In Champaign County, a fugitive slave named Ad White resisted the attempt of the slavehunters to take him, in 1857, and fired upon one of the United States marshals, whose life was saved by the negro’s bullet striking against the marshal’s gunbarrel. The people and their officers took the slave’s side, and the case was fought in and out of court. The sheriff of the county was brutally beaten with a slungshot by the marshal who had so narrowly escaped death himself, and never take a thousand dollars for him; the money was promptly raised and paid over, and White lived on unmolested.

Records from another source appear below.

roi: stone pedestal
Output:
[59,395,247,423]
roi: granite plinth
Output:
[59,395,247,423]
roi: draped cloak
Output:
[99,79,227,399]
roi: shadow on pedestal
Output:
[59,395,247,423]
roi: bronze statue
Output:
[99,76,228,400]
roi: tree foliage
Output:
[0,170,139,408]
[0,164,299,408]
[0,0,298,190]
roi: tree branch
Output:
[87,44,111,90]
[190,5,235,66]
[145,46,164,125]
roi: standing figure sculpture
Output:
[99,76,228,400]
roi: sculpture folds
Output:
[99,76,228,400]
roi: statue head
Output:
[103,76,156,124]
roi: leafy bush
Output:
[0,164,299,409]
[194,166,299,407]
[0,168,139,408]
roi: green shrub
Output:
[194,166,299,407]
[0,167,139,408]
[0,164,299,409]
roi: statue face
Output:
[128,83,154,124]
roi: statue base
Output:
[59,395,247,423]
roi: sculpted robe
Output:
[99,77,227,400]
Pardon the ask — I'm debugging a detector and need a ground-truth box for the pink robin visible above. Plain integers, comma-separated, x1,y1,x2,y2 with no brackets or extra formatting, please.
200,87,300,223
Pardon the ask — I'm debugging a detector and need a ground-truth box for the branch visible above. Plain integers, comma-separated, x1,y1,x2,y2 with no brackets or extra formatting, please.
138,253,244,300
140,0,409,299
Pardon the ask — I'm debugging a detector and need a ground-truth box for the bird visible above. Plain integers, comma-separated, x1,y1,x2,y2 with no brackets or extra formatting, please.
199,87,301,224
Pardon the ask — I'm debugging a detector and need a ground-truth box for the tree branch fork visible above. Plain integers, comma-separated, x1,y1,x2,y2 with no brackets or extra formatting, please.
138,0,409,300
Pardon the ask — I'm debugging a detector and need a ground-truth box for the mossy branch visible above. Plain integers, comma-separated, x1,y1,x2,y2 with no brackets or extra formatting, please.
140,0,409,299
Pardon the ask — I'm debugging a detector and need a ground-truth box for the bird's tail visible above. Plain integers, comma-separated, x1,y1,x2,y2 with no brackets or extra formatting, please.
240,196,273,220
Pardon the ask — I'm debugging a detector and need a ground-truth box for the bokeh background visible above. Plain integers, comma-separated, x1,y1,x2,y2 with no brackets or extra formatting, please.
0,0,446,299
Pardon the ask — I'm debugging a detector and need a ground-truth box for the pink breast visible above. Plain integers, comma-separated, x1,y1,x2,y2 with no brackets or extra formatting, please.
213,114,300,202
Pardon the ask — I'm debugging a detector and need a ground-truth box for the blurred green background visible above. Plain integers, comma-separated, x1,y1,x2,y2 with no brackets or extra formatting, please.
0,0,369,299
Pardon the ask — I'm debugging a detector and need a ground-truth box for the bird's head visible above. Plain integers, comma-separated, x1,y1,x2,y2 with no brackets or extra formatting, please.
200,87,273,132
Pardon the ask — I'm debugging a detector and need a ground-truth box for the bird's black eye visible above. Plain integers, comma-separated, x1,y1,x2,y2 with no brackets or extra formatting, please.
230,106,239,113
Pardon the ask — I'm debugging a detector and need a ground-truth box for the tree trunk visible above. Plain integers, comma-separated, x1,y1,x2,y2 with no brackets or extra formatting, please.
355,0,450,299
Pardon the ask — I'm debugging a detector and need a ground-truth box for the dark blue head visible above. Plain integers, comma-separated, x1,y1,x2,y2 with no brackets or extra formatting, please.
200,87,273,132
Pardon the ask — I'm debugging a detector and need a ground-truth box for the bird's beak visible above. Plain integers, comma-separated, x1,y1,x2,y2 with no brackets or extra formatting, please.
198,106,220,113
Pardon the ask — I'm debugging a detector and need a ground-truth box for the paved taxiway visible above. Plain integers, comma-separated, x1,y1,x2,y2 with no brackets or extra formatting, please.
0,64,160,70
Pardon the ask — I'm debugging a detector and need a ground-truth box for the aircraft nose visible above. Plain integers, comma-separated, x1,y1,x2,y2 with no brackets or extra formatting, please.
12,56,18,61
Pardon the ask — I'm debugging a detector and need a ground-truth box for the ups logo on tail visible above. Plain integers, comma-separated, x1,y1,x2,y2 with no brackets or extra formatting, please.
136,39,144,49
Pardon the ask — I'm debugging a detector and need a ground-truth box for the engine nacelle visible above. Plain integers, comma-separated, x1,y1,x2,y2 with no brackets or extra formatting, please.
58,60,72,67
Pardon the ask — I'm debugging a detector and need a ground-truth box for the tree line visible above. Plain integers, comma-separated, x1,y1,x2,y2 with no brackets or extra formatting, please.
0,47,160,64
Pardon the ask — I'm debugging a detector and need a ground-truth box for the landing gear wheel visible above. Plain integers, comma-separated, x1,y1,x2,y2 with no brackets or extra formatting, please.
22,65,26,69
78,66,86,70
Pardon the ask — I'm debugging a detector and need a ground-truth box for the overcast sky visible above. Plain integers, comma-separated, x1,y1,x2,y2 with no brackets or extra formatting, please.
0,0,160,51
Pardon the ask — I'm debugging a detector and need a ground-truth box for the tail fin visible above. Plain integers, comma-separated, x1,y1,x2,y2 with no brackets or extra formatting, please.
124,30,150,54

As late as the summer of 1860 a fugitive slave was arrested near Iberia, in Morrow County. A party of young men caught one of the marshals and shaved his head, while others beat his comrades. Rev. Mr. Gordon, President of Ohio Central College, stood by trying to prevent the punishment, but he alone was arrested. He was sentenced to prison, where he lay till Lincoln pardoned him. The pardon did not recognize his innocence, and he would not leave his cell until his friends forced him to do so. By this time the damp jail air had infected him, and he died, shortly after, of consumption.